В хозяйственной подсобке беру ведро и лопату, на дрожащих ногах скатываюсь по лестнице, во дворе перебежками добираюсь до курилки под открытым небом, где стоит огромный ящик с песком у стенда с противопожарными инструментами, в частности, с гигантской не то секирой, не то алебардой, наводящей меня на разные посторонние мысли типа убью-ненавижу. Но ничего. Набираю три четверти ведра и тащу его вверх.
Умывальники драить легче, чем натирать пол.
Когда натираешь его четыре раза по тридцать шесть метров, начинаешь терять чувство равновесия, вестибулярный аппарат бастует и всё время валишься, то вправо, то влево, отклоняясь от генеральной линии.
Зато об умывальник можно одной рукой опереться, а другой драить его, гада, пытаясь протереть насквозь.

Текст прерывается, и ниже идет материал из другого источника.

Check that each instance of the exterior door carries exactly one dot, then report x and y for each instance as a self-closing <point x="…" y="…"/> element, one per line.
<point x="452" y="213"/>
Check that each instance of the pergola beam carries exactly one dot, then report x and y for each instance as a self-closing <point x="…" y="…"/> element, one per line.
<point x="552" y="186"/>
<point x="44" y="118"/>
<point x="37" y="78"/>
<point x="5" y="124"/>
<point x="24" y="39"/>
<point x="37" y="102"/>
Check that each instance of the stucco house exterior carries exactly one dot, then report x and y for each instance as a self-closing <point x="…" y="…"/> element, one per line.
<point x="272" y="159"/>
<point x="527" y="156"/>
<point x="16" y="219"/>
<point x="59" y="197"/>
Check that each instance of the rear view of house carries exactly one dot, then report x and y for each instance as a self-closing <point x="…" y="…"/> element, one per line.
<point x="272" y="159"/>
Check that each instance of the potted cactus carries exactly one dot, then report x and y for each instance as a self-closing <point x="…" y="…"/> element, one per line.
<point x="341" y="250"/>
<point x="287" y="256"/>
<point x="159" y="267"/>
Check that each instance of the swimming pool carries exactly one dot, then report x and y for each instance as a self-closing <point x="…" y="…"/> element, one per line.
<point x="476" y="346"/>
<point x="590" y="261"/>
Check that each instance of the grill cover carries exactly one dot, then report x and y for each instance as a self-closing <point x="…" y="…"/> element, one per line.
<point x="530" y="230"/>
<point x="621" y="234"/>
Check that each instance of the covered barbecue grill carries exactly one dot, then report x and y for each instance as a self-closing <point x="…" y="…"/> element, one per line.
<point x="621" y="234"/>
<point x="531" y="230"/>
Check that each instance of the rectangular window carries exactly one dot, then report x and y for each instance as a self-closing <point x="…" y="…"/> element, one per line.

Да и ноги стоят на одном месте и ещё не разъезжаются.
Песок сдирает желтизну, вода смывает песок, вот только пальцы постепенно леденеют, потому что вода здесь только холодная, для бодрости, ну и чтобы член по ночам остужать, когда инстинкт размножения доймёт уже совсем невыносимо.
Но есть у работы по отдраиванию десяти умывальников и ещё одно явное преимущество, – во время неё можно мыслить, потому что не думаешь только о том, как бы не грохнуться.
Мыслить же не только можно, но и нужно.
Нужно мыслить.
Необходимо.
Иначе он сделает из меня животное.
Массовый вовк и занимается тем, что делает из нас животных. В ответ на свои животные действия он вызывает наши животные реакции. И мы становимся его частью. Частью вовка. Поэтому моё тело не будет готовить себя к убийству вовка. А моё «я» не будет думать о тех бесконечных и многообразных способах, какими оно его прикончит. Сейчас или потом, на гражданке. Более того, моё «я» не будет его ненавидеть. Моё «я» не будет тратить себя на ненависть. Моё «я» не будет жертвовать собой в пользу ненависти, потому что это значит жертвовать частью себя в пользу вовка. Моё «я» вообще не будет о вовке думать. Пусть он, вовк, будет сам по себе, а моё «я» будет само по себе. Пусть он живет в своих мыслях, а моё «я» будет жить в своих мыслях.
Хорошо. Но вовк не драит сейчас этот, вот уже третий, умывальник, а моё тело драит. И впереди еще семь. А руки уже совсем заледенели и песок разъедает кожу. Что же, так и терпеть?
Вполне можно потерпеть, – если заняться сравнениями.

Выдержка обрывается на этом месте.